Visual–Spatial Reasoning: The ability to interpret abstract visual information and recognize spatial relationships.

A distinctive feature of the CLRA is the use of automatic item generation when designing the initial item bank. Algorithmic rules define how matrix-style reasoning problems are built, enabling the creation of new items across a broad difficulty range. These rules are based on findings of Carpenter et al. (1990) who defined a taxonomy for how progressive matrices can be constructed.
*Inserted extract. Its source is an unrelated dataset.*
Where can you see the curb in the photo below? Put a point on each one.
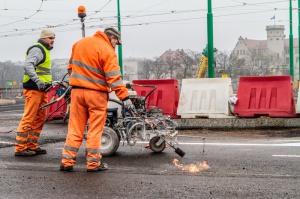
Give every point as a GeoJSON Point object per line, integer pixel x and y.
{"type": "Point", "coordinates": [238, 123]}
This innovation ensures that the test bank can be continuously refreshed, reducing item exposure risks and maintaining fairness and precision over time.

To ensure robust calibration and validation, the CLRA underwent extensive empirical testing. Initial data collection efforts resulted in 11,284 candidate responses, averaging approximately 12.5 items per participant. After filtering responses based on strict criteria (such as minimum number of items answered and acceptable assessment durations), a final calibration sample of 4,410 participants remained. This sample was collected from a global population of 18-60 year olds, and is used to calculate percentile scores of ability (aka theta) scores.

Interpreting CLRA Scores

The CLRA produces percentile scores, allowing an individual's performance to be compared against a normative group.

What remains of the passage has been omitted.